October/November 2023 E-Calendar & News

Coffee and Curators: Tetela Amulets at the IUMAA--Reinterpreting a Medical Anthropology Collection as a Fashion Benchmark

Beatrice Atencah

Thursday, October 12, 3 p.m. (EDT)

Online on Zoom (register below)

A collection of objects from central Congo, gathered by an American aid worker in the 1920s and donated to IU in the 1980s, includes a sizeable number of amulets and divination tools. While the IUMAA has classified it as “medical anthropology,” amulets are also items of dress. As a fashion historian with expertise in African Studies, Heather Akou is interested in historic items of African dress in Western collections, which are almost never classified as “fashion.” This discussion will explore how amulets looked and functioned in Tetela culture in the 1920s and speculate on what may (or may not) have changed over the last century.


Heather Akou is an associate professor in the Eskenazi School of Art, Architecture + Design and a core member of the MA in Curatorship program.

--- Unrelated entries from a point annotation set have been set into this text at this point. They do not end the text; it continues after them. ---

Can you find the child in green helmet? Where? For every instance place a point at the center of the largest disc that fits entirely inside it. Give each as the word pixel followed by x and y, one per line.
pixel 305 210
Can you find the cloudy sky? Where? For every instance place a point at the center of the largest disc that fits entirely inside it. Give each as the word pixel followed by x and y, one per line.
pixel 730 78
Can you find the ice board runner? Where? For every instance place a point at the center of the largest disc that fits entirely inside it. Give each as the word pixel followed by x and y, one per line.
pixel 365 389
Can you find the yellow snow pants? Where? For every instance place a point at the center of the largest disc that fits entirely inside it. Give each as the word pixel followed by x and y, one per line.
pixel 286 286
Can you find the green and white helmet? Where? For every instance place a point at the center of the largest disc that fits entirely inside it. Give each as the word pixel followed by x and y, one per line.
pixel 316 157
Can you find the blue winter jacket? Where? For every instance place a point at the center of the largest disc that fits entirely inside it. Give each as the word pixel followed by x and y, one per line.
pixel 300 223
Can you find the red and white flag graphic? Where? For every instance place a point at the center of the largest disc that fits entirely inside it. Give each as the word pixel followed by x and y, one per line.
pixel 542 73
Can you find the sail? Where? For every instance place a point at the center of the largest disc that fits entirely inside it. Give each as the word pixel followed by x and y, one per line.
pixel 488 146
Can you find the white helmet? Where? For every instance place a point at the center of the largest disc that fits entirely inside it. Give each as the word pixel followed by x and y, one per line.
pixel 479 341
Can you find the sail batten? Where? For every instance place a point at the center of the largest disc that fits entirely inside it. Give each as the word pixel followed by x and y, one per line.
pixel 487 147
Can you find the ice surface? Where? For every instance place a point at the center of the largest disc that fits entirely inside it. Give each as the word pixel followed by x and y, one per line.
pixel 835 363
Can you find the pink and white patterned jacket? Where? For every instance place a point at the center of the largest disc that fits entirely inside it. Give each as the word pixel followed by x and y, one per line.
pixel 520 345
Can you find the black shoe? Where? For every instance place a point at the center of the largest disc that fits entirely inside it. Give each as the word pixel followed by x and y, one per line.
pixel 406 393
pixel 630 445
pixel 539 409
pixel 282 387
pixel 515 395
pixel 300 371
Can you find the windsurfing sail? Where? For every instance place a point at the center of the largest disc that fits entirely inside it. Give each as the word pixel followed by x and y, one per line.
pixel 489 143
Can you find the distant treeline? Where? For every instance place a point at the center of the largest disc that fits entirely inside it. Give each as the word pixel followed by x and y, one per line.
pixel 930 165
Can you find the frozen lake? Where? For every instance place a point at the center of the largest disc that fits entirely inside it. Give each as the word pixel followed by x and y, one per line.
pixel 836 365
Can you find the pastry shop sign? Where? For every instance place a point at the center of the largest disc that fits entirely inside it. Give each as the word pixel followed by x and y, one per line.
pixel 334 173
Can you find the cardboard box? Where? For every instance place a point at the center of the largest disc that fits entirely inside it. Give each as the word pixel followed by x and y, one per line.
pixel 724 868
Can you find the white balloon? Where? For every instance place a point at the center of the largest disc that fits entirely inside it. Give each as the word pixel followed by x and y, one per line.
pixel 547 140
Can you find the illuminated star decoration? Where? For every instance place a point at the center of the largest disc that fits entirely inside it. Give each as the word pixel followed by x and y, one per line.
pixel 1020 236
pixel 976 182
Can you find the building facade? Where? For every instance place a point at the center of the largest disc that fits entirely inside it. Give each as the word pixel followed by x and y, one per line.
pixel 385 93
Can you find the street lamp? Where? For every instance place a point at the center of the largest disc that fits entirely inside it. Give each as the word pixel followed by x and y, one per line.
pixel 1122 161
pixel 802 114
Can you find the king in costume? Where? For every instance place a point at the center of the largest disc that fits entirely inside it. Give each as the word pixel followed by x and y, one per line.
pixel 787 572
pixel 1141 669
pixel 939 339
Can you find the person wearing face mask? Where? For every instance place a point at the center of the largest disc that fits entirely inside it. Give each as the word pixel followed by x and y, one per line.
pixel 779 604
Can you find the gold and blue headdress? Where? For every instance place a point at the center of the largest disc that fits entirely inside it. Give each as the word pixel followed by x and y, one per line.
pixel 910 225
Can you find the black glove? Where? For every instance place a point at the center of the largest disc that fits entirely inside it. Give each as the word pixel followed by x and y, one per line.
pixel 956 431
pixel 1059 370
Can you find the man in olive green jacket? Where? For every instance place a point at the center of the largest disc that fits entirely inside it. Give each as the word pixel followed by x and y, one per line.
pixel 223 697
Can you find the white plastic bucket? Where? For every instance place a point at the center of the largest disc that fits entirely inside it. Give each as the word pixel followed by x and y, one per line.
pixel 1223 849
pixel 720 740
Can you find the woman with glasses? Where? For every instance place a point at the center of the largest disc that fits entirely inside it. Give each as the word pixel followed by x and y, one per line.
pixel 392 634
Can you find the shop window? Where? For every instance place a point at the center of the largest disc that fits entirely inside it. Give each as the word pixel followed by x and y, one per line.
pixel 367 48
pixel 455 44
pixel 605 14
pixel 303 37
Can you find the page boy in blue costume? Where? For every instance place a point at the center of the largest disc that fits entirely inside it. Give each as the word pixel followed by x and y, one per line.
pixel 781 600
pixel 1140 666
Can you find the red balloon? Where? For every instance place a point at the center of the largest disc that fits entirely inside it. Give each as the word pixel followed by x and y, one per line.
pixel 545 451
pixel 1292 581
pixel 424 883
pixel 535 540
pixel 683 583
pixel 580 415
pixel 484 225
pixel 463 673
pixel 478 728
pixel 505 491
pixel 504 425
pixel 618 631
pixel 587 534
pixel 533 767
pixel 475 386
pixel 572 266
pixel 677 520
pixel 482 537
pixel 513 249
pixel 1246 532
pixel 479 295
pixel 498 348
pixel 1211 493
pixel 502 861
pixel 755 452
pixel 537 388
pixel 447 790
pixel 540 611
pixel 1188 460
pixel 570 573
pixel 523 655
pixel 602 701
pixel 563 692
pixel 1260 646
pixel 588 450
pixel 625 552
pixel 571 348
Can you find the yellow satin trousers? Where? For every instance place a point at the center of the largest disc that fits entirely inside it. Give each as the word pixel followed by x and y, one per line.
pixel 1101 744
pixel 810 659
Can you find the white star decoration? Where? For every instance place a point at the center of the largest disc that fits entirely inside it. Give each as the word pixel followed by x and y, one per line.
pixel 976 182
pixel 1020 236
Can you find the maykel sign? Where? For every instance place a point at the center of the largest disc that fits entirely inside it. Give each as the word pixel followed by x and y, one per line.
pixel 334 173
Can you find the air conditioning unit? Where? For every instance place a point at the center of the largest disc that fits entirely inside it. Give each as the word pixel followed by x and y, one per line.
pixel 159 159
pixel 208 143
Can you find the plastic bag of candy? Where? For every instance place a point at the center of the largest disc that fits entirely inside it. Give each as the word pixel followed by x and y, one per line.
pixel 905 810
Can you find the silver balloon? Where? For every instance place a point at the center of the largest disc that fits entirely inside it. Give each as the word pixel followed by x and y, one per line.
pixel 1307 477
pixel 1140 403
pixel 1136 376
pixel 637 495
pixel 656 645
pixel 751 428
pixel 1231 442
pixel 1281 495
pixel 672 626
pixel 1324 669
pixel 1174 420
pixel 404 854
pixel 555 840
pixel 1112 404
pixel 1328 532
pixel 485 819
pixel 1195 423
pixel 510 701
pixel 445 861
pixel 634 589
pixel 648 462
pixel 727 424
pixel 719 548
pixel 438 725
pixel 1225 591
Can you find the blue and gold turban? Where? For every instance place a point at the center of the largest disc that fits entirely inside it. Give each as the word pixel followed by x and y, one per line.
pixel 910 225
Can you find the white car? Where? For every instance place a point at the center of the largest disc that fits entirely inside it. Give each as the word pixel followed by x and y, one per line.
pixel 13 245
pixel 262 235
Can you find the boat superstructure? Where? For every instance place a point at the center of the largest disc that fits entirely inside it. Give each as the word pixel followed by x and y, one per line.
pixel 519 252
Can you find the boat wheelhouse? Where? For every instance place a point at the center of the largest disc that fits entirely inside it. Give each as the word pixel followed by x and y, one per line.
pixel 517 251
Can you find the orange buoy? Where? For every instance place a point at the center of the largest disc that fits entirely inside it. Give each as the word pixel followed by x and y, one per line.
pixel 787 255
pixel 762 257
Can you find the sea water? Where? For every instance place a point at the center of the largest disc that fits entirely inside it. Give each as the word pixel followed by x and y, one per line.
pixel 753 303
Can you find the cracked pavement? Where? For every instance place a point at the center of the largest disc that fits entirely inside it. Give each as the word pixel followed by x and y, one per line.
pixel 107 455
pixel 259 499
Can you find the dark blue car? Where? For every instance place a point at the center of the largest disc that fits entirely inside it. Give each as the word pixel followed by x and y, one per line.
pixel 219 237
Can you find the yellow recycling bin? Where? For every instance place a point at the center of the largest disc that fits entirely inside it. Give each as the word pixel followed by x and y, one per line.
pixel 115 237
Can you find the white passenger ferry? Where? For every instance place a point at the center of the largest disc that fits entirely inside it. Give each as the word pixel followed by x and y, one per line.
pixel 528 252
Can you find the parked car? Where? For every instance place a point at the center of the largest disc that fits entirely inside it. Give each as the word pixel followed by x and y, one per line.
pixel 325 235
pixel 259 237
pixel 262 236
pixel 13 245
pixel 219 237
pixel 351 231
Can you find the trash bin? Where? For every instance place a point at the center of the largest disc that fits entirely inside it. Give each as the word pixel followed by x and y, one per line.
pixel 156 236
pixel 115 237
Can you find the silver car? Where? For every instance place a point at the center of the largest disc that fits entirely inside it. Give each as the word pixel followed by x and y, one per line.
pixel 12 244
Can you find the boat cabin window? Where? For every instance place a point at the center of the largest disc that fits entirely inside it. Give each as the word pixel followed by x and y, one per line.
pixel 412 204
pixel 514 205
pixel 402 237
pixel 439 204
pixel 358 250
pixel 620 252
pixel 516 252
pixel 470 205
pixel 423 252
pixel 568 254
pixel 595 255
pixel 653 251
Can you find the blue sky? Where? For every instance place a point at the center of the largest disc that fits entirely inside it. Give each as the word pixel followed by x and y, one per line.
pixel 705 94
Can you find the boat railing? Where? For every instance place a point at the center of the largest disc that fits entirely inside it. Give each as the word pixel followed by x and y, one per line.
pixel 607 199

Register for Coffee and Curators: Tetela Amulets>>>

In-person Event: A Vampire for Every Age


Monday, October 23, 5 p.m.

Join Dr. Jeff Holdeman as he talks about how every age creates the vampire it needs. He will discuss how and why vampires have evolved over time and across cultures and into different types, eventually leading to the movies of today and the modern subculture vampire. Holdeman is the Director of Undergraduate Studies in the Department of Slavic and East European Languages and Cultures. He earned his Ph.D. in Slavic Linguistics from Ohio State in August of 2002 and began his work at IU three days later. His main research interests lie in the history, language, names, and identity of the Russian Old Believers in the United States and in their previous homelands of Poland and Lithuania, where he has been conducting annual fieldwork since 1999. 

In-person Event:

taxonomía of a spicy espécimen

public performance pedagogy

by javier cardona otero

Thursday, November 9, 5:30 p.m.

Since the Enlightenment, taxonomy has been a Eurocentric enactment through which Otherness is constructed. This public performative pedagogy co-operates with its audience as spect-actors to problematize and disrupt learned habits of hierarchizing, categorizing, and naming minoritized subjects and their practices. Professor of Anthropology Shane Greene will moderate a Q & A with the artist/educator following the performance. Food and drink will be served. This interdisciplinary and interdepartmental event is sponsored by the Sawyer Seminar of "Global Slaveries, Fugitivity, and the Afterlives of Unfreedom"; the IU Departments of Anthropology, American Studies, African American and African Diaspora Studies; Gender Studies; Spanish & Portuguese; Theatre, Drama, and Contemporary Dance; and Latino Studies Program; the IU School of Education; and IU Museum of Archaeology and Anthropology. 

Coffee and Curators: The Zooarchaeology of Red Snappers

Friday, November 10, 3 p.m. (EST)

Online on Zoom (register below)

In this free online talk, Ryan Kennedy discusses his ongoing zooarchaeological research on the rise of 19th-century red snapper fisheries in the Gulf of Mexico. Using data collected from archaeological fish bones from New Orleans, he shows how fishing and shipping technologies drove the development of an industry focused on this charismatic fish.

Kennedy is an Assistant Professor, Department of Anthropology, and the Director of the William R. Adams Zooarchaeology Laboratory.